Americans were incensed when Congress handed Wall Street a blank check after the 2008 financial crisis. Despite their rampant fraud and their holding the economy hostage, which resulted in thousands of Americans being evicted from their homes, not a single CEO, hedge fund manager, or banker was prosecuted. One of most egregious example of known fraud was perpetrated by the investment banking firm Goldman Sachs. Unbelievably, the only individual found liable for committing fraud at Goldman Sachs, Fabrice Tourre, was recently offered a teaching position at the University of Chicago. Only upon massive public outcry was the University’s offer to Tourre rescinded.
How can it be that such a disconnect exists between the public’s idea of justice and the penalties actually realized by the perpetrators of the financial scandal? It is worth noting that in direct contrast to our own seeming inability or unwillingness to pursue these criminals, the country of Ireland has committed to full pursuit and prosecution of its own like transgressors.
Ireland is currently placing three prominent bankers on trial for the 2008 financial calamity which brought their economy to the brink of collapse. The panic resulted in some of the harshest austerity measures including high unemployment and spending cuts.
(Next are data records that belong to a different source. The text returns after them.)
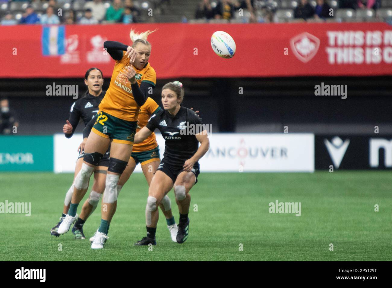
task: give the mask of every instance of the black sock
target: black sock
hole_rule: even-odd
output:
[[[147,237],[149,238],[152,238],[153,239],[155,238],[155,232],[156,232],[156,227],[155,228],[152,227],[147,227]]]
[[[188,222],[188,214],[189,213],[187,213],[186,214],[180,214],[180,223],[184,224]]]
[[[78,220],[76,220],[76,223],[75,223],[74,227],[76,228],[82,228],[83,227],[83,224],[84,224],[85,222],[86,221],[85,220],[79,217],[78,218]]]

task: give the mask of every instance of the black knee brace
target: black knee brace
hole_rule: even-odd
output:
[[[96,166],[103,156],[103,155],[98,152],[85,153],[84,156],[83,156],[83,161]]]
[[[128,162],[112,157],[109,159],[110,160],[109,161],[109,167],[107,168],[107,170],[115,173],[122,174],[122,172],[125,170],[125,167],[128,164]]]

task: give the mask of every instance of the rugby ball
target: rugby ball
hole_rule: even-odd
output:
[[[222,58],[231,58],[236,53],[236,43],[231,36],[223,31],[214,32],[211,36],[211,47],[216,55]]]

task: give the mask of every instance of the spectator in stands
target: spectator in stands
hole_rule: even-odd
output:
[[[196,19],[205,18],[210,19],[212,18],[213,16],[212,13],[212,8],[211,7],[210,0],[202,0],[199,2],[195,18]]]
[[[102,0],[89,1],[85,4],[84,8],[91,9],[93,18],[98,21],[102,21],[106,14],[106,8]]]
[[[132,22],[135,23],[137,22],[138,16],[139,16],[139,11],[138,9],[135,7],[133,5],[133,1],[132,0],[125,0],[125,7],[129,7],[132,13]]]
[[[19,126],[15,112],[9,109],[8,100],[6,99],[0,100],[0,134],[14,134],[14,127]]]
[[[234,16],[234,5],[229,0],[220,0],[214,9],[212,14],[215,19],[230,20]]]
[[[73,10],[67,11],[64,16],[64,18],[65,19],[65,24],[75,24],[78,22],[76,18],[75,13],[74,12]],[[70,19],[72,19],[72,21],[71,21]]]
[[[84,12],[84,16],[82,18],[79,22],[79,24],[98,24],[98,20],[93,16],[91,9],[90,8],[86,9]]]
[[[376,0],[358,0],[358,7],[361,9],[375,9]]]
[[[314,18],[325,19],[331,17],[329,14],[329,9],[330,9],[331,7],[325,0],[317,0],[317,5],[314,9]]]
[[[67,25],[71,25],[73,24],[74,24],[75,23],[74,22],[73,18],[71,17],[69,17],[67,18],[65,18],[65,24]]]
[[[40,22],[40,18],[34,13],[33,6],[29,5],[26,8],[26,12],[23,14],[19,22],[21,24],[35,24]]]
[[[5,16],[1,20],[2,25],[15,25],[18,24],[18,21],[13,18],[12,13],[9,11],[7,11]]]
[[[305,20],[313,17],[314,10],[308,2],[308,0],[301,0],[294,10],[295,18],[302,18]]]
[[[133,15],[131,7],[125,7],[124,14],[122,14],[120,22],[124,24],[129,24],[133,22]]]
[[[63,18],[64,18],[64,15],[58,14],[58,9],[60,8],[61,7],[58,5],[58,4],[57,4],[57,1],[56,0],[49,0],[49,1],[48,2],[48,4],[49,4],[49,6],[51,6],[53,7],[54,13],[55,15],[57,15],[58,17],[58,19],[60,20],[60,22],[62,22],[63,21],[64,21]],[[71,11],[72,11],[72,10]]]
[[[119,22],[124,13],[122,0],[114,0],[113,4],[106,11],[106,20],[112,22]]]
[[[233,3],[236,10],[239,9],[246,9],[250,13],[250,18],[249,22],[250,23],[255,23],[256,21],[256,16],[254,14],[254,0],[233,0]]]
[[[60,20],[54,12],[53,7],[51,6],[48,6],[46,8],[46,14],[41,16],[41,24],[49,25],[59,24]]]

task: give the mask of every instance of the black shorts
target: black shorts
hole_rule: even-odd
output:
[[[157,171],[158,170],[162,171],[169,176],[173,181],[173,183],[174,183],[176,182],[176,179],[177,179],[177,176],[184,170],[184,168],[182,167],[179,168],[176,168],[175,167],[171,165],[170,163],[165,161],[164,158],[161,161],[161,163],[159,164],[159,167],[156,170]],[[196,176],[196,182],[195,182],[195,184],[196,184],[197,183],[197,176],[200,174],[200,165],[199,164],[199,162],[197,162],[195,163],[191,172]]]
[[[101,160],[99,161],[98,163],[98,165],[97,166],[105,166],[105,167],[109,167],[109,156],[110,155],[110,150],[108,150],[106,151],[106,152],[103,154],[102,158],[101,158]],[[77,162],[78,160],[79,160],[81,158],[83,158],[84,156],[84,151],[82,152],[81,154],[79,154],[79,157],[78,157],[78,159],[76,160]]]

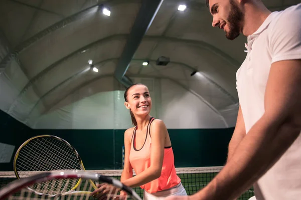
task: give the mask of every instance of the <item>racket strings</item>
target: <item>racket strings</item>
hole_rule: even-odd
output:
[[[63,180],[62,182],[65,182],[68,184],[68,182],[72,182],[72,178],[64,178],[60,180]],[[59,180],[52,180],[57,182]],[[31,186],[31,188],[35,188],[38,187],[39,184],[35,184],[33,186]],[[44,194],[39,194],[35,192],[34,191],[30,190],[28,190],[27,188],[23,188],[20,192],[14,194],[13,195],[11,196],[8,200],[95,200],[96,198],[93,196],[90,196],[90,194],[91,192],[94,191],[94,188],[93,188],[92,184],[87,180],[83,180],[76,190],[75,191],[71,191],[70,193],[67,193],[63,194],[63,195],[55,196],[51,196]],[[112,198],[117,196],[117,194],[111,194],[109,192],[107,194],[107,196],[102,198],[103,200],[112,200]]]
[[[43,143],[43,144],[44,144],[45,146],[34,144],[34,146],[32,145],[25,146],[24,148],[25,154],[22,154],[21,152],[19,156],[23,158],[23,160],[19,160],[19,162],[18,163],[20,164],[20,166],[19,166],[19,168],[22,166],[24,167],[25,166],[31,165],[37,166],[37,167],[31,169],[27,168],[26,170],[27,170],[49,171],[61,169],[74,169],[75,167],[79,170],[80,169],[80,166],[79,164],[78,160],[75,156],[71,158],[72,152],[72,152],[72,150],[70,150],[70,148],[68,148],[66,145],[65,145],[65,148],[64,148],[64,149],[62,149],[59,146],[57,147],[57,149],[52,148],[52,150],[54,150],[53,151],[53,152],[49,152],[48,148],[47,148],[47,147],[49,146],[45,143]],[[30,146],[31,146],[32,148],[29,148]],[[65,150],[66,147],[69,148],[69,150],[69,150],[67,152]],[[34,149],[36,150],[34,151],[33,152],[32,150]],[[69,157],[67,157],[65,155],[61,153],[61,152],[65,152],[66,154],[69,154]],[[34,158],[35,159],[28,159],[27,156],[24,158],[22,156],[23,154],[25,154],[26,155],[35,155],[34,157],[33,158],[32,156],[31,158]],[[27,162],[26,162],[26,160],[27,160]],[[23,162],[21,162],[21,161],[23,161]],[[44,162],[47,164],[42,166],[42,164],[41,164],[42,161]],[[40,169],[42,169],[43,170],[40,170]]]
[[[16,164],[20,178],[42,171],[81,170],[80,161],[66,144],[51,138],[39,138],[30,142],[20,151]],[[79,179],[58,180],[42,182],[32,189],[38,192],[55,194],[73,189]]]

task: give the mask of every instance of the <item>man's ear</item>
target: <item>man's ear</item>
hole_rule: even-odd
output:
[[[124,102],[124,106],[125,106],[125,108],[126,108],[126,109],[130,108],[129,106],[129,104],[128,104],[127,102]]]

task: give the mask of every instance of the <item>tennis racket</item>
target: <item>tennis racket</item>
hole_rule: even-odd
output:
[[[42,172],[67,170],[85,170],[76,150],[65,140],[54,136],[41,135],[29,138],[18,148],[14,159],[14,170],[19,179]],[[79,191],[81,190],[81,179],[69,180],[67,186],[61,180],[56,180],[53,183],[58,186],[56,190],[44,190],[41,188],[43,186],[28,188],[50,196],[75,192],[76,190],[77,192],[89,193],[97,188],[90,180],[89,190]]]
[[[58,198],[62,198],[66,200],[93,199],[89,194],[82,192],[67,192],[56,196],[45,194],[53,194],[53,192],[57,190],[56,188],[61,188],[62,186],[66,186],[69,184],[72,185],[72,180],[78,179],[82,180],[83,182],[86,183],[92,180],[110,184],[124,191],[126,193],[126,198],[129,198],[133,200],[141,200],[140,196],[131,188],[123,184],[117,179],[83,170],[44,172],[21,180],[17,180],[0,189],[0,200],[58,200]],[[61,184],[56,185],[55,183]],[[87,184],[84,184],[83,189],[88,190],[88,188],[84,188],[86,185]],[[43,191],[43,193],[44,194],[38,194],[35,192],[35,190],[28,190],[29,188],[38,188],[38,190]],[[114,199],[119,196],[116,192],[113,191],[106,194],[105,198],[102,198],[102,200]]]

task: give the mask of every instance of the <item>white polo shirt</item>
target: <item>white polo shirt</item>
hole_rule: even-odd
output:
[[[246,58],[236,73],[236,88],[247,134],[264,112],[271,64],[301,59],[301,4],[271,13],[248,36],[246,46]],[[257,200],[301,200],[301,134],[254,188]]]

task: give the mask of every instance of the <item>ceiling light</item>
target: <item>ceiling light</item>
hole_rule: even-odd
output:
[[[191,73],[190,74],[190,76],[194,76],[194,74],[195,74],[196,72],[197,72],[197,71],[194,71],[194,72],[193,72],[192,73]]]
[[[107,16],[110,16],[111,15],[111,12],[108,10],[106,8],[104,8],[102,9],[102,13]]]
[[[179,7],[178,7],[178,10],[180,11],[184,11],[186,9],[186,5],[180,5]]]
[[[96,72],[98,72],[98,69],[97,68],[95,68],[95,66],[94,68],[93,68],[93,70]]]

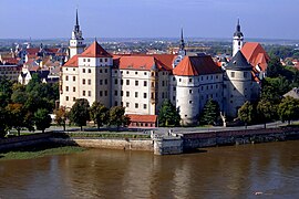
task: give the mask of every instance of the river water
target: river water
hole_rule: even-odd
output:
[[[0,161],[0,198],[299,198],[299,142]]]

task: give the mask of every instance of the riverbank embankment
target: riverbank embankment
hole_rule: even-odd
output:
[[[165,135],[136,136],[101,133],[45,133],[0,139],[0,150],[39,144],[59,144],[85,148],[106,148],[122,150],[147,150],[155,155],[183,154],[196,148],[243,145],[268,142],[299,139],[299,127],[278,127],[243,130],[179,133]]]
Those placed on trial include former chairman of the now defunct Anglo Irish Bank Sean FitzPatrick, the former finance director Willie McAteer, and the former chief financial officer Pat Whelan. FitzPatrick, McAteer, and Whelan face 16 charges under Ireland’s The Companies Act, including granting illegal financial assistance to figures for the specific agreement of purchasing shares in the Anglo Irish Bank. Whelan faces seven additional charges of altering loan documentation.
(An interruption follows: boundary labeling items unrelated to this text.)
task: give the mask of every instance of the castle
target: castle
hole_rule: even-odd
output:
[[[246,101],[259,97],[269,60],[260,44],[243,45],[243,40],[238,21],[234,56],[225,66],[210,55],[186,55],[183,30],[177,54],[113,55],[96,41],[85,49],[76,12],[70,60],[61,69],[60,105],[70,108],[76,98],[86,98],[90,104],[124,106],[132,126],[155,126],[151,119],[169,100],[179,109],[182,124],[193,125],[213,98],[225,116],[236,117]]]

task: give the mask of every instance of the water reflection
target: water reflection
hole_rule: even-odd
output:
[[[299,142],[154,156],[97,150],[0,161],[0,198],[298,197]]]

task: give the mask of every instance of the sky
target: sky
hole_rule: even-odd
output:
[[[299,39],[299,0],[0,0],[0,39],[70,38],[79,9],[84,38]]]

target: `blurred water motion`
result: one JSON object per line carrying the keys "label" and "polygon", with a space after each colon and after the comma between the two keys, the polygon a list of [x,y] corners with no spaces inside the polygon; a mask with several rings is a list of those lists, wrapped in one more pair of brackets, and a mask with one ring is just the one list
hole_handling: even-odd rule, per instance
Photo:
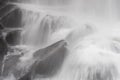
{"label": "blurred water motion", "polygon": [[9,0],[5,5],[18,10],[10,16],[13,9],[0,8],[1,36],[8,46],[0,80],[119,80],[119,4]]}

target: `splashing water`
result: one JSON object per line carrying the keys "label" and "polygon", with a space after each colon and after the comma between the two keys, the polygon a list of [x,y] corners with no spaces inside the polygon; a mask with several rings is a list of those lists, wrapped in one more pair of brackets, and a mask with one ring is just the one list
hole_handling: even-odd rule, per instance
{"label": "splashing water", "polygon": [[[38,76],[35,80],[120,79],[118,0],[18,2],[10,4],[22,11],[20,45],[29,47],[26,55],[20,58],[23,60],[21,68],[34,63],[32,56],[36,50],[60,40],[68,43],[69,54],[59,73],[50,78]],[[30,64],[24,65],[27,62]]]}

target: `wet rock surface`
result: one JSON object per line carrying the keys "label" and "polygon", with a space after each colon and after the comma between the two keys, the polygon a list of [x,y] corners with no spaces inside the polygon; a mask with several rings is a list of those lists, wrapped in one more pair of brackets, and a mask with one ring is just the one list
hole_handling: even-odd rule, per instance
{"label": "wet rock surface", "polygon": [[[11,9],[10,9],[10,7],[11,7]],[[10,11],[8,11],[7,9]],[[0,20],[0,22],[7,28],[21,27],[21,12],[20,12],[20,10],[16,9],[15,6],[11,6],[11,5],[8,5],[7,9],[5,11],[1,11],[4,13],[3,13],[3,15],[2,15],[2,13],[0,15],[2,15],[2,17],[3,16],[4,17]]]}
{"label": "wet rock surface", "polygon": [[9,45],[15,46],[20,44],[20,38],[21,38],[21,31],[15,30],[7,34],[6,41]]}

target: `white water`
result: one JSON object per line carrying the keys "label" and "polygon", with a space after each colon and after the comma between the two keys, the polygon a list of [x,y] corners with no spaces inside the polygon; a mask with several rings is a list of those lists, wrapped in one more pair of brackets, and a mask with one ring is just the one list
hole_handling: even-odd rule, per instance
{"label": "white water", "polygon": [[48,80],[120,79],[118,0],[23,0],[13,4],[23,12],[21,45],[42,48],[61,39],[68,42],[69,56],[63,68]]}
In the United States, an investment banking firm such as Goldman Sachs not only remains unprosecuted, but its employees continue to be incestuously rewarded by their allies in academia and government. Shortly after President Obama was inaugurated for his first term, a Goldman Sachs executive was appointed the first Chief Operation Officer of the Security and Exchange Commission’s (SEC’s) enforcement division. In the same year, then Treasury Secretary Tim Geithner hired former Goldman Sachs lobbyist Mark Patterson to be his Chief of Staff. Prior to that, in 2008, former Goldman Sachs Vice President Neel Kashkari was appointed by then Treasury Secretary Henry Paulson to oversee the $700 billion bailout of Wall Street. It should also be noted that Paulson, before becoming Treasury Secretary, was the CEO of Goldman Sachs.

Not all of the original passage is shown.